COS 16-9 - Using Fourier series to estimate periodic trends in dynamic occupancy models

Monday, August 7, 2017: 4:20 PM
B113, Oregon Convention Center
Mason A. Fidino, Urban Wildlife Institute, Lincoln Park Zoo, Chicago, IL and Seth B. Magle, Conservation and Science, Lincoln Park Zoo, Chicago, IL
Background/Question/Methods

Some of the most impressive behavioral and reproductive adaptations of organisms are in response to periodic variability of the region they reside. To capture these temporal dynamics, statistical models that estimate the spatiotemporal distribution of a species currently include categorical seasonal covariates, temporally varying parameters, polynomial terms, or smoothing splines. While these techniques provide a useful starting point, they may require many parameters to estimate, be difficult to interpret or make predictions with, and do not explicitly capture periodic trends and deviations from them.

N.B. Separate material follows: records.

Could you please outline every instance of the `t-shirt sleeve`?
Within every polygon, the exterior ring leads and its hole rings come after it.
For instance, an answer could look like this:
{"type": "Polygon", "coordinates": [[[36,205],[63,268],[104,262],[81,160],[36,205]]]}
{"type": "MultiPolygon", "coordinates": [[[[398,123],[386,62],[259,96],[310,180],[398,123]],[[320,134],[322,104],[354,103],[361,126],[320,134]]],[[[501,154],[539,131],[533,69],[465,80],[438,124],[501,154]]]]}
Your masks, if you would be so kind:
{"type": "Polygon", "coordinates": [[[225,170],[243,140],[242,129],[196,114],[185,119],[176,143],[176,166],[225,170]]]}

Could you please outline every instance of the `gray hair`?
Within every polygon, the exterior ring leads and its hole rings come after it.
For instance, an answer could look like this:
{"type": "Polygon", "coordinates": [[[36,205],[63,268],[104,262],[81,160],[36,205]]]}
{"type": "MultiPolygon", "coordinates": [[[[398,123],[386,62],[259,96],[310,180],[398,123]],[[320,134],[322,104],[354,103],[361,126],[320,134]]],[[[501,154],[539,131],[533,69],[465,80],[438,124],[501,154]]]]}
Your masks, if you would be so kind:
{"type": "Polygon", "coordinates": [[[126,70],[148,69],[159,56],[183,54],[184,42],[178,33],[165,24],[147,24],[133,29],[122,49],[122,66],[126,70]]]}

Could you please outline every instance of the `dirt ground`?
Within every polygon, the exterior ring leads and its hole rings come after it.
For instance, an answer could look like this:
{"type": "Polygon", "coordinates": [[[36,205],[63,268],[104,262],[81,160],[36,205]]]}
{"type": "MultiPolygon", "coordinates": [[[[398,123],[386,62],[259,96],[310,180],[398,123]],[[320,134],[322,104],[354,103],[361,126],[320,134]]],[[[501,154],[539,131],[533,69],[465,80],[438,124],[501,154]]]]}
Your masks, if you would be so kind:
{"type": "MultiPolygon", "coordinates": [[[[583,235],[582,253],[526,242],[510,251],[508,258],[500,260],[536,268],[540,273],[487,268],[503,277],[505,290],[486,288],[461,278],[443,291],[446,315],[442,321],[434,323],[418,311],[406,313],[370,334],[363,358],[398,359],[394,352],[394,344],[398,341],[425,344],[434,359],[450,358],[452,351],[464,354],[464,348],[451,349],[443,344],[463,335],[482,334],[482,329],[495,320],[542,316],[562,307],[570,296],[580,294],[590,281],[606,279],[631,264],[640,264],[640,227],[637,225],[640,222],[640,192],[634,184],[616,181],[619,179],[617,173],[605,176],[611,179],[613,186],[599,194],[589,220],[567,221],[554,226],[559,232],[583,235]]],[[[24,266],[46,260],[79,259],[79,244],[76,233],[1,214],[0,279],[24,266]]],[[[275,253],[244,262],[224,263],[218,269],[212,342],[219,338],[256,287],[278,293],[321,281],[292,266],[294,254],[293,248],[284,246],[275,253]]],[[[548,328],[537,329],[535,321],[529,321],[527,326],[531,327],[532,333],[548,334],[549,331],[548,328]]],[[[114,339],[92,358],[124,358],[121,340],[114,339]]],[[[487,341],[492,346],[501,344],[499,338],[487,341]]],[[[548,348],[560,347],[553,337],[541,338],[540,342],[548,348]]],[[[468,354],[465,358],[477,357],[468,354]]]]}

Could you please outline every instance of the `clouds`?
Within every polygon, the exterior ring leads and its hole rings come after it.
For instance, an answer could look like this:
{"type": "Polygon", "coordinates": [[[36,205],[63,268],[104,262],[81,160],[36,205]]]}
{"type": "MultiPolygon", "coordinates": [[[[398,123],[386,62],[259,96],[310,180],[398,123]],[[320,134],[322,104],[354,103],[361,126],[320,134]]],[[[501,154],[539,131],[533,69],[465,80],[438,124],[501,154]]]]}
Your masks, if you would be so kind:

Here, we present a technique that uses Fourier series to identify periodic trends in dynamic occupancy models, and parameterize them under a Bayesian framework with data from a large-scale long-term camera trapping study of medium to large mammals in Chicago, Illinois, USA. Although Fourier series can approximate any periodic signal in terms of a possibly infinite sum of sines and cosines, we focus our attention on parameterizations that are informed by the life history of a target species. Such information can be easily collected in natural history texts and formulated as a simple Fourier series that represent an explicit and biologically reasonable formulation of a periodic pattern for a given species.

Results/Conclusions

Our periodic models accounted for up to 75% of the temporal variability in species colonization rates and outperformed standard occupancy models with temporally varying parameters in 3 of the 5 species analyzed. Overall, this method is able to partition variability between periodic and non-periodic trends in a highly versatile model-based framework. It also allows ecologists to estimate the proportion of temporal variability that is attributable to a given periodic trend, is easy to interpret, make future predictions with, and uses fewer parameters. Most importantly, this method makes it simpler to incorporate prior knowledge on the natural history of a species into a statistical model. This will, in turn, create more biologically reasonable models for the conservation and management of species in temporally heterogeneous environments.